My friend just sorta nudged me and asked if i was alright and i. I’m not. i’m in shock. goddamn. what?
BODY COUNT: 3
goodness thats three in like less than thirty seconds JESUS CHRIST
“HAMLET: Heaven make thee free of it! I follow thee.I am dead, Horatio.” that’s chilling. just, the poignancy. that’s so fucking spectral. i’m not okay.
“HORATIO: Never believe it: I am more an antique Roman than a Dane: Here's yet some liquor left.” No no no on no nononon NO NO oh my god are you going to-
“HAMLET: As thou'rt a man, Give me the cup: let go; by heaven, I'll have't. … If thou didst ever hold me in thy heart Absent thee from felicity awhile, And in this harsh world draw thy breath in pain, To tell my story.” hey i’m crying in study hall. i’m actually crying. what the fuck. I don’t cry unless i’m thinking about that one pair of 18th century shoes with the really good photo quality (transcribing-antares here. I fucking love those shoes. I’m looking at them right now and they’re so fucking beautiful. they look how velvet feels, which is odd, bc they're apparently silk.
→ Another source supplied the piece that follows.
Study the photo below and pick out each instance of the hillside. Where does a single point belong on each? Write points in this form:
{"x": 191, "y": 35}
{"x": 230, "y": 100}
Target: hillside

I don’t care they’re just so fucking lovely)
F O R T I N B R A S?
“HAMLET: O, I die, Horatio; The potent poison quite o'er-crows my spirit.” I’ve identified my emotion. Dread. pure, unadulterated Dread.
for all of you that’ve listened to the penumbra podcast: do you remember the concierge, right before final resting place, saying “you do realize you can just like, leave, and everything will be hunky dory and you won’t have to deal with the emotional consequences this episode will bring you” because i’m seriously considering doing that right now.
“HAMLET: The rest is silence. (Dies)” shit. (posting-antares here to say that i forgot to do the body count but honestly im crying while formating because of this goddamn fucking 400 year old play)
“HORATIO: Now cracks a noble heart. Good night sweet prince…” oh god. horatio.
“Good night sweet prince…”
(yet again tis transcribing-antares here to say that im fucking sobbing right now, the shoes are no match for this, and ‘goodnight sweet prince’ is actually never going to leave my head.) (editing-antares here to say im fucking crying again god fucking damn it) (posting-antares back again saying that this fucking line. this line. my god.)
“HORATIO: What is it ye would see? If aught of woe or wonder, cease your search.” oh, horatio. god. that isn’t something said without tears staining your skin and a bitter tone hard-won, not that its possession is a victory.
oh my god. this can’t. no. this can’t end like this. What. no. people must have rioted. No. no!!
i typically hate it but i would GLADLY accept a deus ex machina right about now!!
okay my friend just took my phone away from me and shut it off because i kept on trying to scroll past the end
jesus christ
okay so i’m not going to be okay for like, several eternities, so im going to play the sims until i. until i die, probably. my god.